Some Ford models pose fire hazard

March 26, 2008 7:25:56 PM PDT
Federal investigators warn that four and a half million ford vehicles on the road could catch fire at any time.

Those trucks and cars have a small part that the experts say needs to be disconnected immediately.

Since 1999, Ford has recalled some 10 million vehicles due to a faulty speed control deactivation switch. Here's what Ford says could happen if the problem is left un-repaired.

Photos from a local law firm show a 2001 Ford F-150 bursting into flames in Atlanta. The fire spread from the truck and into the truck owner's home.

A similar fire in Riverside destroyed this 2001 ford F-250. Video was recorded with significant damage to the home, leaving a family homeless.

"It was really a gut wrenching feeling," said Michael Mott from Riverside.

Since 1999, the owners of 10 million Ford trucks and cars have been affected by several recalls over eight years.

The automaker says the problem is a faulty speed control deactivation switch that can overheat and potentially spark a fire.

Hundreds of fires and at least four deaths have been reported. Ford acknowledges the risk of fire, but says it has no evidence directly linking any fires to the switch.

Clarence Ditlow is the executive director with the Center for Auto Safety in Washington D.C.

"The threat is very serious.

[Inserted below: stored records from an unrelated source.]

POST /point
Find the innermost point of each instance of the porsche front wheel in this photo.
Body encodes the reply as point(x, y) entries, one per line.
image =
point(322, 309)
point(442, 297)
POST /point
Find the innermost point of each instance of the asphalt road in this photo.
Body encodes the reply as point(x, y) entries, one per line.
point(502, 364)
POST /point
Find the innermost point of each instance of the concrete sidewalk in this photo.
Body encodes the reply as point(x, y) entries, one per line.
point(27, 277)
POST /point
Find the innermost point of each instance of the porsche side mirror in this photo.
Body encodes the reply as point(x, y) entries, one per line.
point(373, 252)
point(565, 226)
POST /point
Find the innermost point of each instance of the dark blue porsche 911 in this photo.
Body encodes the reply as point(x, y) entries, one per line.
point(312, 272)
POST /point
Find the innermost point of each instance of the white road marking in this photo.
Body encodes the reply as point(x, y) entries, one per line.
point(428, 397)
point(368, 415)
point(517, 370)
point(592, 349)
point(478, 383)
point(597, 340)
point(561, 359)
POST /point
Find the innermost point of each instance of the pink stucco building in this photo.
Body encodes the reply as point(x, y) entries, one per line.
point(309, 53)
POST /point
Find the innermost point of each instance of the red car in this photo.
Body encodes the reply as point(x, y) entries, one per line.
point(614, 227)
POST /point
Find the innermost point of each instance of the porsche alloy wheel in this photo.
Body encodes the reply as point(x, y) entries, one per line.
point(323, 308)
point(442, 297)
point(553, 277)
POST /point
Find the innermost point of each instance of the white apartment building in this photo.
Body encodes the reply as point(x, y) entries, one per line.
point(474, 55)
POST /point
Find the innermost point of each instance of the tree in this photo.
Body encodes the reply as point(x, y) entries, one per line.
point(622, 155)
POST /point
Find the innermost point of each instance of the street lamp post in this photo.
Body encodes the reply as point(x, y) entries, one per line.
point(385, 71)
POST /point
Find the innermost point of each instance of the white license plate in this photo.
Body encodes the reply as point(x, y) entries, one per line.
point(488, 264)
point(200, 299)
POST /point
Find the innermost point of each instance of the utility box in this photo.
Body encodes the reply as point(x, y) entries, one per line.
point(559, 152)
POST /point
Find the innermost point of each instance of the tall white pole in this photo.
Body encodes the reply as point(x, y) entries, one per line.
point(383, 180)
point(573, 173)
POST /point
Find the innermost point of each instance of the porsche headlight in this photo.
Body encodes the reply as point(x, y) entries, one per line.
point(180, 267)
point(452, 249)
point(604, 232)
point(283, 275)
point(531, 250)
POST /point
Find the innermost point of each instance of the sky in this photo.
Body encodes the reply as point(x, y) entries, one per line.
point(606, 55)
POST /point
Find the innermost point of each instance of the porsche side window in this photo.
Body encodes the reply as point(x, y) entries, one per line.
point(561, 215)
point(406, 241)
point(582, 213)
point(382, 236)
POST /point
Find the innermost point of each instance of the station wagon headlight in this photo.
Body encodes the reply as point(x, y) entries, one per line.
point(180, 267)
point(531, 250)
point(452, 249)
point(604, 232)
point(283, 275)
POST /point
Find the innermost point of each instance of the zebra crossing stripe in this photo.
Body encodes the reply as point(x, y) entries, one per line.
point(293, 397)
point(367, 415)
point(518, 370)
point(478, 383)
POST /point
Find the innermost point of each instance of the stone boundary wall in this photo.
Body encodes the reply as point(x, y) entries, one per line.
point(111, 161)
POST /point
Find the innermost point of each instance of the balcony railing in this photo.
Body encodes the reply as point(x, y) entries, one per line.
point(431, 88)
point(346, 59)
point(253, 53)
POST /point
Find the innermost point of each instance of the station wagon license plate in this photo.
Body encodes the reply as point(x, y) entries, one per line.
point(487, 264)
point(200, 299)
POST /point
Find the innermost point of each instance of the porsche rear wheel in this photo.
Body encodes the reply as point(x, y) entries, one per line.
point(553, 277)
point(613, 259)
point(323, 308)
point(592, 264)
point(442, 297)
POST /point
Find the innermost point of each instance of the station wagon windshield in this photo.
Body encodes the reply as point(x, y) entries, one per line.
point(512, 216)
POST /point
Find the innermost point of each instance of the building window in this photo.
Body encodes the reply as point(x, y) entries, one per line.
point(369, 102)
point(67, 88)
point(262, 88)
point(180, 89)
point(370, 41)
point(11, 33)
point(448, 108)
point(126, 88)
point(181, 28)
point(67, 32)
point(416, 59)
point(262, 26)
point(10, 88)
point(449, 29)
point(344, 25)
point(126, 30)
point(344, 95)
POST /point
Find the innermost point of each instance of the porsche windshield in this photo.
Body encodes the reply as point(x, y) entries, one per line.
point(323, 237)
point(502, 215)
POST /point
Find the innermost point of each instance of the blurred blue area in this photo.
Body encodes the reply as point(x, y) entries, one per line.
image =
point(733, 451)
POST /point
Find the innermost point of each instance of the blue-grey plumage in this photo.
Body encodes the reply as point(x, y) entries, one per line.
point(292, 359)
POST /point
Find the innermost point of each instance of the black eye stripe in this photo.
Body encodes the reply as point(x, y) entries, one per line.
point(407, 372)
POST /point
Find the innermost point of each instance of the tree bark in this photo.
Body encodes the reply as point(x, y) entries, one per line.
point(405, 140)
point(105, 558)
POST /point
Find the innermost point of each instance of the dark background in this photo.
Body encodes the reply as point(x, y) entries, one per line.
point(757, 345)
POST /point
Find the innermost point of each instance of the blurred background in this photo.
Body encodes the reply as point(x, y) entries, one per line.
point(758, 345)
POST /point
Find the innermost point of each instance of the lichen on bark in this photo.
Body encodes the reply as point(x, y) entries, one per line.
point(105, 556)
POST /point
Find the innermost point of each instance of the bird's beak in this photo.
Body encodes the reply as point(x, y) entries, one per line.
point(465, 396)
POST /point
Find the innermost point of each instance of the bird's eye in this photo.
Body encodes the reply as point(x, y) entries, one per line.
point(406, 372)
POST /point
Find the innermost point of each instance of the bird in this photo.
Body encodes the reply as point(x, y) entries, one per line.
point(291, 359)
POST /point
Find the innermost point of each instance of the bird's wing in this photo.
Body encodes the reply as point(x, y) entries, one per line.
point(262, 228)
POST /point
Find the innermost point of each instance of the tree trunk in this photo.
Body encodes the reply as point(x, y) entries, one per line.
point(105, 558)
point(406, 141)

First of all what you have to realize is fire in these vehicles can occur while the car is parked at night in your garage when you least expect it," said Ditlow.

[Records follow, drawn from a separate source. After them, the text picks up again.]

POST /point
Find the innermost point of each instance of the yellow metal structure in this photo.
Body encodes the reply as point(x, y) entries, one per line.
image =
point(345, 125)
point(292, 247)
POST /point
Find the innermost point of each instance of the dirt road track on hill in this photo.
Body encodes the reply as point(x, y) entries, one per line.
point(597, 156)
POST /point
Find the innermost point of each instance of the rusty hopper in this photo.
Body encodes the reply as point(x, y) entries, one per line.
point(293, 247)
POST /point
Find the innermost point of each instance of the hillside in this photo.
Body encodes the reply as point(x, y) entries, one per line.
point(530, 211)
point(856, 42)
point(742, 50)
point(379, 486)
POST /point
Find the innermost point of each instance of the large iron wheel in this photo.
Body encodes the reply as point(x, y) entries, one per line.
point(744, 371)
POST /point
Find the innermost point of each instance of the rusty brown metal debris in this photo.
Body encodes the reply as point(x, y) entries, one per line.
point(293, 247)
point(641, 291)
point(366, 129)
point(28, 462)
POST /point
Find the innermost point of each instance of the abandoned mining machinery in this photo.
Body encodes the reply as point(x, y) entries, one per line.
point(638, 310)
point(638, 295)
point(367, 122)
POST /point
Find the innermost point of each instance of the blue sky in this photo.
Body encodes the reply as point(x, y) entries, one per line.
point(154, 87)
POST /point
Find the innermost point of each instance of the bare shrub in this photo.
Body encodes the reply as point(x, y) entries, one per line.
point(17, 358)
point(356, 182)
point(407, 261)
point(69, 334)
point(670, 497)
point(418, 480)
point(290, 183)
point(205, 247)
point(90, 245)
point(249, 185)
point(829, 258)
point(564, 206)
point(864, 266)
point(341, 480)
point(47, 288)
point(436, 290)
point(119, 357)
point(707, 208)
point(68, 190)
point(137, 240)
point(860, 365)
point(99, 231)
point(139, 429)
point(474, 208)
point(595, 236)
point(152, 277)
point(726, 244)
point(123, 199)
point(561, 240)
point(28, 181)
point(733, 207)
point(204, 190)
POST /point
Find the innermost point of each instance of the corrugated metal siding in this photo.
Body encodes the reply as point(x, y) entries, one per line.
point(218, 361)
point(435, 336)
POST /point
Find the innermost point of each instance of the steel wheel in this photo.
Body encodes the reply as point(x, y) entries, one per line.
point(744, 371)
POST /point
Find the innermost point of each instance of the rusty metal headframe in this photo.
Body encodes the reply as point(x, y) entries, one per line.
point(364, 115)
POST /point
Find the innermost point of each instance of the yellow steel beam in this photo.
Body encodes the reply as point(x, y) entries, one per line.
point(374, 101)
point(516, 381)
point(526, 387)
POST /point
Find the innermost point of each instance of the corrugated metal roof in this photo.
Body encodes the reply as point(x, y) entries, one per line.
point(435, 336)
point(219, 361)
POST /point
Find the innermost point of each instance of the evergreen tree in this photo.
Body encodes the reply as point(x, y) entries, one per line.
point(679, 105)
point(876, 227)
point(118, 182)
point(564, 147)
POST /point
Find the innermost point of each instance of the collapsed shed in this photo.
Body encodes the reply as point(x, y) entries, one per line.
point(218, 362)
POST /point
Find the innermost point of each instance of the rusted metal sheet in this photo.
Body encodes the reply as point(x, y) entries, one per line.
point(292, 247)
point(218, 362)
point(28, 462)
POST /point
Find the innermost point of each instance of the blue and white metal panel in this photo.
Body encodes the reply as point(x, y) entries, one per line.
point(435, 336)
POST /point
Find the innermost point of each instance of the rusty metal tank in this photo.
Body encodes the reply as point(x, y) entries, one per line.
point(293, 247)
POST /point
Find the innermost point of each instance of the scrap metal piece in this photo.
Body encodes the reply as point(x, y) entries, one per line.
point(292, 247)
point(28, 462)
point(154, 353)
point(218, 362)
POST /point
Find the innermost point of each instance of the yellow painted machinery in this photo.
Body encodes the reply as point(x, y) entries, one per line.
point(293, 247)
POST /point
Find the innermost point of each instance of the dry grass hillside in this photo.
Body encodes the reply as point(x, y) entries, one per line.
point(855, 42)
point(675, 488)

Ditlow is critical of Ford for not moving quickly enough, but the automaker says it began the recall even before the risk of fire was known.

In a statement to 7 On Your Side, Ford said: "it's gone well beyond federal requirements to alert customers by mail to bring their vehicles in for repairs."

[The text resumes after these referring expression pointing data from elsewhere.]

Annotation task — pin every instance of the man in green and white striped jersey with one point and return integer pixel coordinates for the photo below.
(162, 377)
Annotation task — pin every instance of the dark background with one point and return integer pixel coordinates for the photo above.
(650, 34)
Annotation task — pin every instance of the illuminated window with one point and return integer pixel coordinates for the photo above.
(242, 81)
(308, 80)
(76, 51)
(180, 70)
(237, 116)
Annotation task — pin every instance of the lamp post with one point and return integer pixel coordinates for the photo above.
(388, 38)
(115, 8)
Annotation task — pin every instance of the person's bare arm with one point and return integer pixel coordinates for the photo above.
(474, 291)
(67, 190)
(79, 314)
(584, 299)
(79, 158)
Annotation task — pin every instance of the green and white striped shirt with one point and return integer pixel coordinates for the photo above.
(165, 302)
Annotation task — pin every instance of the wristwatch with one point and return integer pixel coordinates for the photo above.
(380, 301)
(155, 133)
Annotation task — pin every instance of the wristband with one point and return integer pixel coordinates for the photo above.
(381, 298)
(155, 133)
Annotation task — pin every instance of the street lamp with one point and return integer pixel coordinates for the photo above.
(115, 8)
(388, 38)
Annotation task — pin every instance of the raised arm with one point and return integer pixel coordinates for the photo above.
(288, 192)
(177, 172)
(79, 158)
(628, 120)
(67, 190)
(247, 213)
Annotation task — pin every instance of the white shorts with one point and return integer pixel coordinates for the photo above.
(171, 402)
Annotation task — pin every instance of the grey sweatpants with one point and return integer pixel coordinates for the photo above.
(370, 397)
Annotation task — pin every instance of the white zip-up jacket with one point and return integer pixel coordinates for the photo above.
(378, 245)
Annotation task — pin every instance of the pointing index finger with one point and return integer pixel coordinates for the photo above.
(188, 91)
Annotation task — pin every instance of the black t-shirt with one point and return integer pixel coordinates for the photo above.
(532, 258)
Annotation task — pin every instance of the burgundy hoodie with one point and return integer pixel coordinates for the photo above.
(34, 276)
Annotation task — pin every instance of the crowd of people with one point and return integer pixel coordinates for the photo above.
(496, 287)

The National Highway Traffic Safety Administration recently issued a bulletin advising all car owners with the switch to take them to Ford and get them disconnected immediately.

But federal investigators estimate four and a half million vehicles remain on the road with the switch still connected.

"They're are inefficient replacement parts, and as a result, that has contributed some folks not wanting to have the switch disconnected when there's no replacement part because they want their cruise control to work," said attorney Fabrice Vincent.

Michael Mott has spent $600,000 dollars rebuilding his home after his Ford truck caught on fire. He says waiting is a bad idea.

"You have to do something about it. It's dangerous, it's extremely life threatening. It can change your life forever," said Mott.

Adding to the confusion, 250 million Ford vehicles already repaired had to be recalled a second time because the replacement part was also faulty.

Andrew Weinberg of Campbell counts himself as one of the confused ford owners.

He recently received a recall notice, only to be told by Ford later, his truck had already been repaired in 2003.

"So it leaves you kind of confused. You don't really have an idea where you really stand," said Andrew Weinberg

Ford has since clarified the situation, telling 7 On Your Side that Andrew's truck was actually fixed by the previous owner in August, not 2003. The bottom line is, even if you are waiting for a replacement part -- get that switch deactivated now.